Conversely if we take the non-indigenous approach then should we encounter one another as strangers and you should ask me ‘ko wai koe’, or who are you, then I might tell you my name is Jenny Te Paa, I live in Auckland and I work at St John’s College. Here all you get is the disconnected data telling you I am an individual person with a name who lives somewhere and works somewhere – a bit like the bio detail you have before you.

Here in this exchange there is nothing culturally prescribed which details broader connections, about family links, about critical formative history, about likely social, political, economic or spiritual influences, all of which are inevitably determinative of so much in all of our lives.

The non-indigenous encounter is instead primarily prescribed by the prior importance attaching to individual achievement (we are somehow the sum total almost of our professional roles) and preferably includes reference to or evidence of significant material acquisition resulting in elevated economic status (we are someone because of our professional role or because of where we live). Such is the way of much of the modern world.

Now I know I generalize very uncritically, but I also know many of you can recognize what it is that I am driving at here because on so many occasions as I encounter friends across the Communion, I am told how envious many in the first world are of those of us in the fourth world who still enjoy the incalculably precious gift of knowing and living within extraordinarily intimate, inclusive albeit at times confusingly and maddeningly complex intergenerational tribally based family and wider kinship networks. This system while far from perfect and seriously under threat nevertheless has I believe, much to commend it in the present circumstance.
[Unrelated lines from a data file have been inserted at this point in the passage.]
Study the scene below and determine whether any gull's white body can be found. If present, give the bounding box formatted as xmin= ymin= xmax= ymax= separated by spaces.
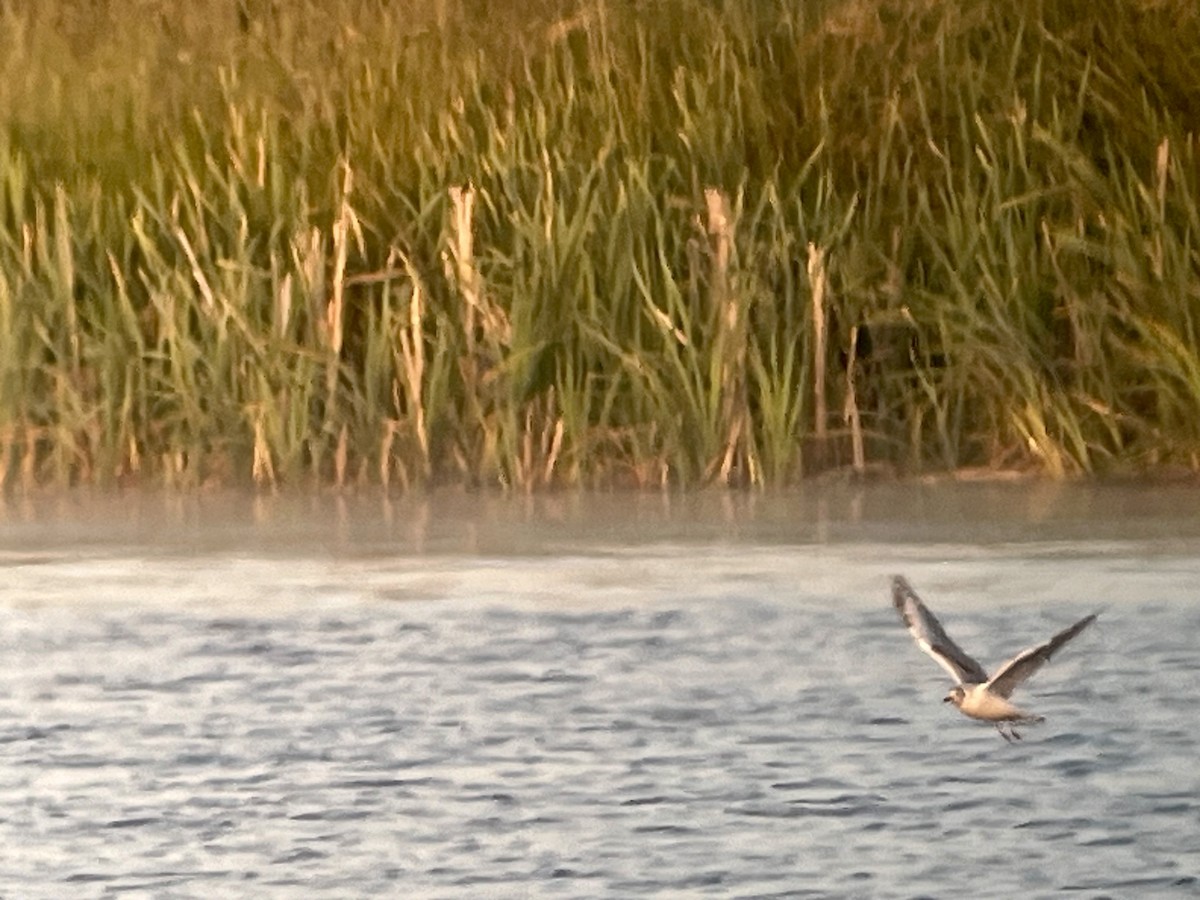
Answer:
xmin=892 ymin=575 xmax=1097 ymax=740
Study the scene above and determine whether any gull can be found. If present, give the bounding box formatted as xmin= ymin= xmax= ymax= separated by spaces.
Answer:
xmin=892 ymin=575 xmax=1099 ymax=743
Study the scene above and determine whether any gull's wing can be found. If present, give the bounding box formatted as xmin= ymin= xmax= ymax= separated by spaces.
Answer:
xmin=988 ymin=612 xmax=1099 ymax=697
xmin=892 ymin=575 xmax=988 ymax=684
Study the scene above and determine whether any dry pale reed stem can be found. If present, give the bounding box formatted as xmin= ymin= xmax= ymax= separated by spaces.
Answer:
xmin=842 ymin=325 xmax=866 ymax=473
xmin=251 ymin=414 xmax=275 ymax=486
xmin=275 ymin=272 xmax=292 ymax=340
xmin=704 ymin=187 xmax=749 ymax=484
xmin=450 ymin=185 xmax=482 ymax=352
xmin=1152 ymin=138 xmax=1171 ymax=278
xmin=808 ymin=244 xmax=827 ymax=445
xmin=325 ymin=164 xmax=354 ymax=362
xmin=389 ymin=258 xmax=431 ymax=478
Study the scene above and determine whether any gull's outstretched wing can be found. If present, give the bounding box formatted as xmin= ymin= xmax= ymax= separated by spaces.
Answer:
xmin=892 ymin=575 xmax=988 ymax=684
xmin=988 ymin=612 xmax=1099 ymax=697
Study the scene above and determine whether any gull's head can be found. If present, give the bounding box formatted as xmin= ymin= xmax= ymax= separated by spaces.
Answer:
xmin=942 ymin=684 xmax=967 ymax=707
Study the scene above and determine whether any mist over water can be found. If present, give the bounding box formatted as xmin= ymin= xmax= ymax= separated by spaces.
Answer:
xmin=0 ymin=485 xmax=1200 ymax=898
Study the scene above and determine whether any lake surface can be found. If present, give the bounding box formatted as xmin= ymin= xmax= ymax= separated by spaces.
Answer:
xmin=0 ymin=485 xmax=1200 ymax=898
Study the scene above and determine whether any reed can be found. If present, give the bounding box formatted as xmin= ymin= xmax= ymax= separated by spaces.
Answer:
xmin=0 ymin=0 xmax=1200 ymax=491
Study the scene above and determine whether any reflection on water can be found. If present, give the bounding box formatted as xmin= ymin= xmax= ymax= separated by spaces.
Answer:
xmin=0 ymin=486 xmax=1200 ymax=898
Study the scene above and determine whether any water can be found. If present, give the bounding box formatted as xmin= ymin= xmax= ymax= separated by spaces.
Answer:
xmin=0 ymin=486 xmax=1200 ymax=898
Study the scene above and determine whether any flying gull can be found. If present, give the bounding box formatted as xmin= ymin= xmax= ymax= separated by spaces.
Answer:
xmin=892 ymin=575 xmax=1098 ymax=742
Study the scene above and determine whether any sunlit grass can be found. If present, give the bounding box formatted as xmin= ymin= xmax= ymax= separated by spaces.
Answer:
xmin=0 ymin=0 xmax=1200 ymax=490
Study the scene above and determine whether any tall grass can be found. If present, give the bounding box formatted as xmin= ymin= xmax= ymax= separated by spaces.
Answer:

I have also noticed especially in the first world churches that this sense of personal disconnection from one another has had an especially deleterious effect. I see in inclusive churches a profoundly loving effort to recapture some of that intimacy, that deeper sense of unconditional belonging to one another. What we must always guard against however is the tendency to become insular and self-serving – the ultimate purpose of our relationality with one another has surely to be our enhanced capacity to be Christlike in our relationality, especially with those who are as strangers to us.

I raise this issue of ‘right relationality’ because it to be one of the things in the cultural practices, somewhat unique but not entirely exclusive to indigenous peoples, which I consider utterly worthy of exploring further with a view to enhancing our shared common life. This is especially so in the case of those practices, which define, protect, enhance and nurture quality relationships between and among the people. For it is these encounters among and between ourselves as God’s peoples which are indeed precious acts of grace, acts of tenderness, of familiarity, of intimacy and of embrace – we surely cannot have too many of these, we surely cannot become too ‘drenched’ in the warmth and tenderness of right relationality?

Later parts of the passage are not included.